Iraq’s parliament has been unable to convene on any other issue bar the law prohibiting ties with Israel, including electing a new president and forming its own government, which has prolonged a political standoff in the country.
Iraq has never recognised Israel and Iraqi citizens and companies cannot visit Israel; the two nations have no diplomatic relations.
The new legislation also entails risks for companies working in Iraq and found to be in violation of the law, which applies to all Iraqis, state and independent institutions, as well as foreigners working in the country, according to a text carried by the Iraqi News Agency (INA).
The law was proposed by influential Shia cleric Muqtada al-Sadr whose party, which opposes close ties with the United States and Israel, won more seats in the Iraqi parliament in elections last October.
The cleric called for Iraqis to take to the streets to celebrate the “great achievement” of the legislation’s passing.
Hundreds later gathered in central Baghdad, chanting anti-Israel slogans. The gathering occurred in Tahrir Square following a tweet by al-Sadr, who urged his followers to offer prayers of thanks and come out on the streets to celebrate.
Legislators from al-Sadr’s party said they proposed the law to curb any claims by Iranian-backed rival parties that al-Sadr was making coalitions with Sunni and Kurds who may have secret ties with Israel.
Earlier this year, Iran fired a dozen ballistic missiles towards the city of Irbil in the Kurdish-run north of Iraq, saying it was targeting an Israeli intelligence base. The home of Baz Karim, the CEO of the oil company KAR GROUP, was heavily damaged in the attack.
KAR has been accused in the past of quietly selling oil to Israel.
The new legislation also comes months after a controversial conference was held in Iraq’s autonomous region of Kurdistan, promoting the normalising of ties with Israel. The conference took place last September and followed in the footsteps of other Arab countries that signed the US-brokered Abraham Accords on normalising relations.

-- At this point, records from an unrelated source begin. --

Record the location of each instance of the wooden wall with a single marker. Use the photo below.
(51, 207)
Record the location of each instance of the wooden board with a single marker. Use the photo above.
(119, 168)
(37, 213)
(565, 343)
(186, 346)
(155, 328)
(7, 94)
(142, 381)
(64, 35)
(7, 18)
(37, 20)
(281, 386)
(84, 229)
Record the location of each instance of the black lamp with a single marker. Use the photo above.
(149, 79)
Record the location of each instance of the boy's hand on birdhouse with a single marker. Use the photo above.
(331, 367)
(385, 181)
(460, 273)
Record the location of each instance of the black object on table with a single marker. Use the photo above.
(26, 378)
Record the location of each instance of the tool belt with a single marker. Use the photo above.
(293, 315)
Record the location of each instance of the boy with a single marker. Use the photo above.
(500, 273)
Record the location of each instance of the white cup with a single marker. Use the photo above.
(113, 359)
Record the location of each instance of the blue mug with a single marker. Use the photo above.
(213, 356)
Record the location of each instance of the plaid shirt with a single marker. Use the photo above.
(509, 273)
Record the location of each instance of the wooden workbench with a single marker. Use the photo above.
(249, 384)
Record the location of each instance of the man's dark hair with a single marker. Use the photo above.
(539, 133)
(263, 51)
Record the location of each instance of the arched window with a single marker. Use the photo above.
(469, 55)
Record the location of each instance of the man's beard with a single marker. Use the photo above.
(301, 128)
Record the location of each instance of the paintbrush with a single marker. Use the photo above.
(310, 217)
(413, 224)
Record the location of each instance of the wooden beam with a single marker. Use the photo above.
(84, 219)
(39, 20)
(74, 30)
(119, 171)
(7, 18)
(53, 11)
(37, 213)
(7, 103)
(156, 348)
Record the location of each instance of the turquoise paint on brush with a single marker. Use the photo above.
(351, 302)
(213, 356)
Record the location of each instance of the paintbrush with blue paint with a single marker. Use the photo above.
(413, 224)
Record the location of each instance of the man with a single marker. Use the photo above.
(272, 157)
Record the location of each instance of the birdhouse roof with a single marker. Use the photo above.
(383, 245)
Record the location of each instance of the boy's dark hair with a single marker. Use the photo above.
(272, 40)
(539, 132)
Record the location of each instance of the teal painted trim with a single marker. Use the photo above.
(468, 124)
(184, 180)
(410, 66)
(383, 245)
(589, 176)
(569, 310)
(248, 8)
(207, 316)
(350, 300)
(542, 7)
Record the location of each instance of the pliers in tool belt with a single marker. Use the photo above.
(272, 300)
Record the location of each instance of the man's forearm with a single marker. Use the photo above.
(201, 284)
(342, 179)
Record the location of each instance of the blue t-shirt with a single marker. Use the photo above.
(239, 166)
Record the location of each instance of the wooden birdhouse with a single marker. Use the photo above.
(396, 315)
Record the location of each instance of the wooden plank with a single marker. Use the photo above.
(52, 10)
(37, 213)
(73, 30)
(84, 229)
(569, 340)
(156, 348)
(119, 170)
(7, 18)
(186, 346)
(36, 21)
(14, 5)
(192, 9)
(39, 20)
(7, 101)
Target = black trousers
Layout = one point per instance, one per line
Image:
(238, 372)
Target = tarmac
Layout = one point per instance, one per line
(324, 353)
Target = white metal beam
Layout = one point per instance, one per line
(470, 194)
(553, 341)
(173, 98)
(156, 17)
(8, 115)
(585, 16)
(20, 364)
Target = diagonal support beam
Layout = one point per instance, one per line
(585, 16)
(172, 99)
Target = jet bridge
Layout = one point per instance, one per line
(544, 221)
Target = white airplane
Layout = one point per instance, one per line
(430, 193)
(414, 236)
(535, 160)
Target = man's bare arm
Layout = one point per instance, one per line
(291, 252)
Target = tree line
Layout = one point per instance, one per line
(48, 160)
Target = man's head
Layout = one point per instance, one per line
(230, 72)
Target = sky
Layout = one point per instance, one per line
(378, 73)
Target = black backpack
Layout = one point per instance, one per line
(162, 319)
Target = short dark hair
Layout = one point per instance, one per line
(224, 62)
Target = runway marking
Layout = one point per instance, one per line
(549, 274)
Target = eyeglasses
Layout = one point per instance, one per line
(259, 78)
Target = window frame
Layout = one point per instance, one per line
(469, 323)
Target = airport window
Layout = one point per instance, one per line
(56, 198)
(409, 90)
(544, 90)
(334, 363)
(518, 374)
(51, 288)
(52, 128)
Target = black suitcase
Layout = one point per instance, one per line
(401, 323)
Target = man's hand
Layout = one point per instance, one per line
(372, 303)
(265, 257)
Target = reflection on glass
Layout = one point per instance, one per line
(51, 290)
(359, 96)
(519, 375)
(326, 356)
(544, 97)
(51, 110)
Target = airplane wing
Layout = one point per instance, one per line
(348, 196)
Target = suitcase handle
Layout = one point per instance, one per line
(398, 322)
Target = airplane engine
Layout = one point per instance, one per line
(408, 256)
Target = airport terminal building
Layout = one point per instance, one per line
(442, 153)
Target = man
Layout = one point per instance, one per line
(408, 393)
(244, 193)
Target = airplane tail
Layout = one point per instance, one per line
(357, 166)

Some Gulf states, including the United Arab Emirates and Bahrain, are forging ties with Israel against a backdrop of shared concerns about the threat that Iran may pose to the region.
Saudi Arabia, a close US ally, has made it a condition of any eventual normalisation with Israel that the Palestinian quest for statehood on territory occupied by Israel in the 1967 Middle East war be addressed.